Men surrounded the place and lay in wait, planning to kill Samson when he left in the morning, exhausted from sex. But the surprise was on them. Samson left about midnight, energized. He tore off the city’s massive front door— posts and all—and hauled it away on his shoulders. He lugged it some forty miles before setting it up on a hilltop in front of the Israelite village of Hebron.
Delilah, the fatal attraction
Samson’s most famous story begins with a third woman: Delilah, a Philistine living in the Valley of Sorek just a couple of miles from his home. Samson fell in love with her. But Philistine leaders promised to pay her twenty-eight pounds of silver if she coaxed out of him the secret of his strength.
For days, Delilah begged, nagged, and badgered Samson. Three times he tried to silence her with a lie.
- Lie #1: He’d get weak if tied up with seven new bowstrings. When he fell asleep at Delilah’s place, she tied him up with seven new bowstrings and woke him. Instantly, he snapped the cords.
- Lie #2. New ropes would do the trick. Delilah tried again while he slept. Same result.
- Lie #3. Weaving together the seven braids of his hair would sap his strength. Next time he fell asleep, Delilah tested the theory. Negative.
With a question wrapped in guilt, Delilah tried once more. “How can you say you love me when you don’t confide in me?” (Judges 16:15).
“My hair has never been cut,” Samson finally admitted, “for I was dedicated to God as a Nazirite from birth. If my head were shaved, my strength would leave me, and I would become as weak as anyone else” (Judges 16:17).
Why Samson expected to fall asleep in Delilah’s presence and wake up with hair is beyond comprehension.
Samson woke up—his clipped head on the lap of Delilah and his fate in the hands of Philistine soldiers she called. They seized him, gouged out his eyes, and led him away to grind grain at a prison mill.
For twenty years Samson had been on the Philistine’s Most Wanted List. So they celebrated. With thousands of happy Philistines crowded into a temple—3,000 on the roof alone—Samson was paraded in front of them. By this time his hair was growing back.
Samson asked the attendant leading him to let him rest by the support pillars, which in many temples were blocks of wood or stone set on top of one another. Samson’s last words were a prayer for revenge: “O God, please strengthen me one more time so that I may pay back the Philistines for the loss of my eyes” (Judges 16:28).

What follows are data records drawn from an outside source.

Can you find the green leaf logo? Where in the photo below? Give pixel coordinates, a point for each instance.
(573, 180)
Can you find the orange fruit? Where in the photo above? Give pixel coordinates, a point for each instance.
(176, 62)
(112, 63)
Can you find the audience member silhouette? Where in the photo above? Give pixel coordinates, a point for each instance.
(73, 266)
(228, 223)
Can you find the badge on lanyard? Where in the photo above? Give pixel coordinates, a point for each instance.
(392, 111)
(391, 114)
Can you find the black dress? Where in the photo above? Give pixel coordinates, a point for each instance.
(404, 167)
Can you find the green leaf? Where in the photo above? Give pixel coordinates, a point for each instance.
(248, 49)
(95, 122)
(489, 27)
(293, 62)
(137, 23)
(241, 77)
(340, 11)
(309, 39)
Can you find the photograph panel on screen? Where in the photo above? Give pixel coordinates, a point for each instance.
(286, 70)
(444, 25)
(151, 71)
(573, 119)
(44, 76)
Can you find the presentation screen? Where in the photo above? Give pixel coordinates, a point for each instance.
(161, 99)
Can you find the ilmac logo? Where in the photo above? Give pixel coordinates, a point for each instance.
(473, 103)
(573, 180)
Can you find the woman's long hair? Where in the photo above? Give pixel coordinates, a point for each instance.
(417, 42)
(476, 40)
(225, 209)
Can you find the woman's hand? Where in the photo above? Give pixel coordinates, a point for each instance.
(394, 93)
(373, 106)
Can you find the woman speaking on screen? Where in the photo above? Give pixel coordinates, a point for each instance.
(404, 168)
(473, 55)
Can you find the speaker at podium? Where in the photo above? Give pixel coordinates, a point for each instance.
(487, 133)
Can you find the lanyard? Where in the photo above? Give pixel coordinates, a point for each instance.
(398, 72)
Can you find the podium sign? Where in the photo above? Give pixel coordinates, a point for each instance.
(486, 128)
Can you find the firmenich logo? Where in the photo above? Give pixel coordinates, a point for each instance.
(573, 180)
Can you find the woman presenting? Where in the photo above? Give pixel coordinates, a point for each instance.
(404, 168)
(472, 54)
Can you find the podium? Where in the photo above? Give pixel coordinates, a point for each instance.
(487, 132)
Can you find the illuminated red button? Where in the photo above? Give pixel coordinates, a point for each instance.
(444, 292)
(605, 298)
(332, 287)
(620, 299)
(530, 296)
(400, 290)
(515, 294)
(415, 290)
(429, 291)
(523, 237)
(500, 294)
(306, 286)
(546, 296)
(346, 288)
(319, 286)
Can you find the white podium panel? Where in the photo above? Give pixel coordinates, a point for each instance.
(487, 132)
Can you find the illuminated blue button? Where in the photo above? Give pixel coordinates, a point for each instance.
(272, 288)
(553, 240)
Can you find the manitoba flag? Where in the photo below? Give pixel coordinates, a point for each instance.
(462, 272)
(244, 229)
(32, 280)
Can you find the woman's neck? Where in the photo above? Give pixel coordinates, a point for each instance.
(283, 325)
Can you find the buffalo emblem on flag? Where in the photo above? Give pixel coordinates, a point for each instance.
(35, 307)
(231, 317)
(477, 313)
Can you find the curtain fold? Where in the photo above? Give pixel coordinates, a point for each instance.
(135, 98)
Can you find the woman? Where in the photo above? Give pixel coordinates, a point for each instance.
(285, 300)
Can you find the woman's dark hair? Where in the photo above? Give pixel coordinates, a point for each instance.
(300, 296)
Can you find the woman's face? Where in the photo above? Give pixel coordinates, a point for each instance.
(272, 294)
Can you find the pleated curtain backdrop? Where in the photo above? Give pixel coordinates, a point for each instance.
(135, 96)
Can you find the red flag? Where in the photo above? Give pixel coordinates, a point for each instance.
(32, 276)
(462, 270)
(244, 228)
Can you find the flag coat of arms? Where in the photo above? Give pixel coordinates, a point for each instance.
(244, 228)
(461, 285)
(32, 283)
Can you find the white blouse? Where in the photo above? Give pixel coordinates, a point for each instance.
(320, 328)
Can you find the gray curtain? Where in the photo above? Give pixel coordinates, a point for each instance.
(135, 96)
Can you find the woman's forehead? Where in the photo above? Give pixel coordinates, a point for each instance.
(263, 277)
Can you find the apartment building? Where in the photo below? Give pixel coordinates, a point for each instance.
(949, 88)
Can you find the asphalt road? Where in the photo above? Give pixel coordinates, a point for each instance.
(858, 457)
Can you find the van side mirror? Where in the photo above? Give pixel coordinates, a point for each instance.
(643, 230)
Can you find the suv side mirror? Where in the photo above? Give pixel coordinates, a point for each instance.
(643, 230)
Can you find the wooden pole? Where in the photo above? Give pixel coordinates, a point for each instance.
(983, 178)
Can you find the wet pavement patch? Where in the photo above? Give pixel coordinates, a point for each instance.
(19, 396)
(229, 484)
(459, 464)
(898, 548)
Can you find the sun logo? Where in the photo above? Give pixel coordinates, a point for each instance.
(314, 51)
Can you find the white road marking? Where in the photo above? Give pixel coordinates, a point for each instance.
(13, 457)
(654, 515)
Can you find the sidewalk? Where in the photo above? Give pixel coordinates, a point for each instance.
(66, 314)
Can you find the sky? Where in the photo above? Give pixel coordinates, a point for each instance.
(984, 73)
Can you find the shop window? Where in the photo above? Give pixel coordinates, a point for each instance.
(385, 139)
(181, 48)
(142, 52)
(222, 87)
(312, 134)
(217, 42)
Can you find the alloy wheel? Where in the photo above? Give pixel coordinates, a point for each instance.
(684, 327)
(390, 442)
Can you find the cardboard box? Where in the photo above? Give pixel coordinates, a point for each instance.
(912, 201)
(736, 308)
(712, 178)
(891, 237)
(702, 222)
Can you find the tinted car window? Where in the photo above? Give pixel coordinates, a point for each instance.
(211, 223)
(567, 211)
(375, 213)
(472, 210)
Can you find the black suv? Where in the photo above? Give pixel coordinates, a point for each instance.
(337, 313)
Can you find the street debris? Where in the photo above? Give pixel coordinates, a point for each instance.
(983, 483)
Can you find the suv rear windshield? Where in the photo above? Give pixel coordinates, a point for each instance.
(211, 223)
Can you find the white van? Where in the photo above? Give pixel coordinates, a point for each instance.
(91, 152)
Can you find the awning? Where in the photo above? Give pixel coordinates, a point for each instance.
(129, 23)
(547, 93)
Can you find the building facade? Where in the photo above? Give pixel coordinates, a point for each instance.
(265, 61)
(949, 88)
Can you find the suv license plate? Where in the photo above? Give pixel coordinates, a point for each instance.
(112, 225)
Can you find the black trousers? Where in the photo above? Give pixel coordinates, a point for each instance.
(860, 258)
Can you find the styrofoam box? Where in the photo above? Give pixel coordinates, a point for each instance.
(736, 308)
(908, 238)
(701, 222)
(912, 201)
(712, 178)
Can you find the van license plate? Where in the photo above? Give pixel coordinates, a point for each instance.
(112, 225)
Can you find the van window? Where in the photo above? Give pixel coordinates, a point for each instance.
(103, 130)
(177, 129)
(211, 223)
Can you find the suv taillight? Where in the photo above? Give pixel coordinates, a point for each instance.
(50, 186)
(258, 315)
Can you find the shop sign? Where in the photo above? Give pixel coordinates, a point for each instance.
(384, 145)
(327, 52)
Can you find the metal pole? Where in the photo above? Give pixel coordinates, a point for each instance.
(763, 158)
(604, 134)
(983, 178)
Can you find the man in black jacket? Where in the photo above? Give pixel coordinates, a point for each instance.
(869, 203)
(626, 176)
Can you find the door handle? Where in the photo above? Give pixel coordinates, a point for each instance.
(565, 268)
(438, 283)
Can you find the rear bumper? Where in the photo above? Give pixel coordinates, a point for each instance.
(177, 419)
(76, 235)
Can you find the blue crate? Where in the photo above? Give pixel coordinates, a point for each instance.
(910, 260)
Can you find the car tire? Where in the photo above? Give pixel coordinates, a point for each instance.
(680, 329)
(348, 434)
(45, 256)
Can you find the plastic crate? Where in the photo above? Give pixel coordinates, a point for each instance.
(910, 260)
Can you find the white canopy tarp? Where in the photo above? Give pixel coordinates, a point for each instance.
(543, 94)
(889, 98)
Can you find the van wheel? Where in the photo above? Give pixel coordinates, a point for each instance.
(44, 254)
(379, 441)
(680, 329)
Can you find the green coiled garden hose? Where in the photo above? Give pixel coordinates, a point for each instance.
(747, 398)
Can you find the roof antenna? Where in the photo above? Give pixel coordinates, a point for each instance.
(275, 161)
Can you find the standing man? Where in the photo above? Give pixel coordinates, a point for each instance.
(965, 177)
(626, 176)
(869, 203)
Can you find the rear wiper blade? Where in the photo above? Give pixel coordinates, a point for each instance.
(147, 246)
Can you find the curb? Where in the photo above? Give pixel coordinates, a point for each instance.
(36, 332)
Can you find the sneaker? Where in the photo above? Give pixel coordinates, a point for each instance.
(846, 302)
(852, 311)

He pushed against the columns, the temple collapsed, and he was crushed to death with more Philistines than he had killed in all the years before. His family came to retrieve the body, and then buried him with his father near their home.
The Bible doesn’t say that God was orchestrating Samson’s bad decisions. But the story of Israel’s history shows that God was able to put those bad decisions to good use.
Before Samson came along, Israel was in danger of becoming assimilated into the stronger Philistine nation. But Samson drove a wedge between the two nations, keeping them apart and suspicious of each other. What Samson started, King David finished about fifty years later—crushing the Philistine army. David made Israel the leading nation in the region. In time, the Philistines vanished from history, assimilated into other Middle East nations.